Backdrop: This happened days after the US SEC said it’d investigate Musk’s tweets even if a federal court rules in his favour. Musk is appealing against SEC oversight after his posts led to Tesla share fluctuations and attracted regulatory scrutiny.
(Free) speech is silver, silence is golden: Musk’s rant comes at a time when social media platforms are being held accountable for algorithm-driven feeds that generate content cesspools and affect everything from mental health to national elections. Techdirt founder Mike Masnick underlined that Musk indulged in censorship himself and that even free speech absolutists ban anyone who doesn’t conform to their ideology.
Webtoons Are The New K-Craze
Netflix’s hit K-dramas Itaewon Class, Business Proposal, All of Us Are Dead, Hellbound come from a common origin: webtoons. The digital comics designed for smartphones are South Korea’s next big cultural export after K-pop and Squid Game.
Popcorn content: Global demand for webtoons grew during the pandemic. Successful TV adaptations also steered the K-drama craze, causing fans to scroll on webtoon platforms. It’s so popular that South Korea-based Kakao’s Japanese subsidiary Piccoma is the top manga app in Japan. Globally, Korean webtoons are displacing Japan’s manga. Why? They are easier to view on smartphones.

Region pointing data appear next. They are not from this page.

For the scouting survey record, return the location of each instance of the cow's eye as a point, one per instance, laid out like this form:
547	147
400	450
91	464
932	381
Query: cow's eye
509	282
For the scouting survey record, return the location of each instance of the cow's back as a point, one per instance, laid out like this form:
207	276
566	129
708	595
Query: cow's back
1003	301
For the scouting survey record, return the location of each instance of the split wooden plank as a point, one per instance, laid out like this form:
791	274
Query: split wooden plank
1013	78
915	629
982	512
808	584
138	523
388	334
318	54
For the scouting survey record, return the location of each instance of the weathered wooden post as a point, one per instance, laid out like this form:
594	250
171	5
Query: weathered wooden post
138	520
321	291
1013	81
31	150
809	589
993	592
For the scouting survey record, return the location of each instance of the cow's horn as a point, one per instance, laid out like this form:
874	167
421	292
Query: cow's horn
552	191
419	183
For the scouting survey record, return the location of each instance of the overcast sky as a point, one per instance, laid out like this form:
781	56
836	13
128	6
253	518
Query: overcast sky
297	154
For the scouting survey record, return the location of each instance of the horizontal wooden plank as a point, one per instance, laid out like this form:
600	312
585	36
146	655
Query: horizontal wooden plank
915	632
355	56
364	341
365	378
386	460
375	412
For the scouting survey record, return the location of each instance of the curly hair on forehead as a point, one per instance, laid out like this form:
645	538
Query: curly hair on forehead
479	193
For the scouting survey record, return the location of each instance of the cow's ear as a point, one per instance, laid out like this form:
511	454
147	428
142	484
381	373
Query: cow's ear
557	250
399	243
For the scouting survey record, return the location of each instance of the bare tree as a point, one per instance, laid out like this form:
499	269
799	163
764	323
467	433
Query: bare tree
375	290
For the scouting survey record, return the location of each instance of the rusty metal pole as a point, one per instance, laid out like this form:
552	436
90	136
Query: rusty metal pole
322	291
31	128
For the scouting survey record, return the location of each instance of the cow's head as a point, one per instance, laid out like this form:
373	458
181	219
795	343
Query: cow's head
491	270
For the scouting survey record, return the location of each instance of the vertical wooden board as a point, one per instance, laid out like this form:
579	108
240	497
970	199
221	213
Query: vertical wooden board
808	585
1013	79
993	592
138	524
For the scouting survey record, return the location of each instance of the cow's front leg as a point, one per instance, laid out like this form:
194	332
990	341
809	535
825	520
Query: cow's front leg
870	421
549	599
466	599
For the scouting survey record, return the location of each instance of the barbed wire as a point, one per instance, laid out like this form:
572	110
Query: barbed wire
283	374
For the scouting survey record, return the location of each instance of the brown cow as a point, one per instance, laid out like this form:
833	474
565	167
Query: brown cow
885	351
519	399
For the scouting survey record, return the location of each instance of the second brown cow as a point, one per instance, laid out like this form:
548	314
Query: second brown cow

Big money, big plans: South Korean webcomic provider Ridi became the first unicorn in the space. Another Korean consumer internet giant, Naver collected the largest revenues from the US and has tapped into two quintessential American brands, DC Comics and Archie as part of its webtoons offering. It also acquired the Canadian company Wattpad in 2021. For Naver, it means more film and TV projects in the making. Psst. Even Bollywood is reportedly cashing in.
Trimming down: Furniture rental company Furlenco has scaled down operations in various cities and laid off 180-200 employees.
Nearly there: Sony could launch its much-awaited video game subscription service for Playstation this week. The service will compete with XBox’s Game Pass.
More 💰: Dairy company Country Delight raised $65 million as part of a Series D funding round from new and existing investors. Dental tech startup Toothsi also closed an over $13 million round.
Blockbuster: RRR, the SS Rajamouli-directed movie, grossed a worldwide collection of over ₹350 crore within two days of release.
Covid zero: China’s biggest city and financial hub Shanghai will be locked down in two stages to deal with a Covid-19 outbreak.
Stop play: Spotify has fully suspended its services in Russia citing the country’s new “fake news” legislation.
All that glitters: Is not gold. One of the most coveted awards, the gold-plated Academy award is only worth $1. Why? The official regulations state that the golden figurines cannot be sold without offering to sell it to the Academy for a measly buck. From 1951 up until recently, the Academy asked for $10 if the artist or their heirs decided to part with their Oscar.
Dipping popularity: The umami-rich soy sauce is the holy grail to Japanese cooking. It started after a Japanese Buddhist monk made a trip to China. Today, Yuasa in Japan is the birthplace of the super condiment but the soy sauce brewers have lost their livelihoods to mass producers.
SOS: Iki is still a tourist favourite but the locals know this could change. Japan's Lucky Island first declared a climate emergency in 2019. It is now bearing the brunt of nature with frequent natural disasters and rising sea temperatures, threatening its traditional economy.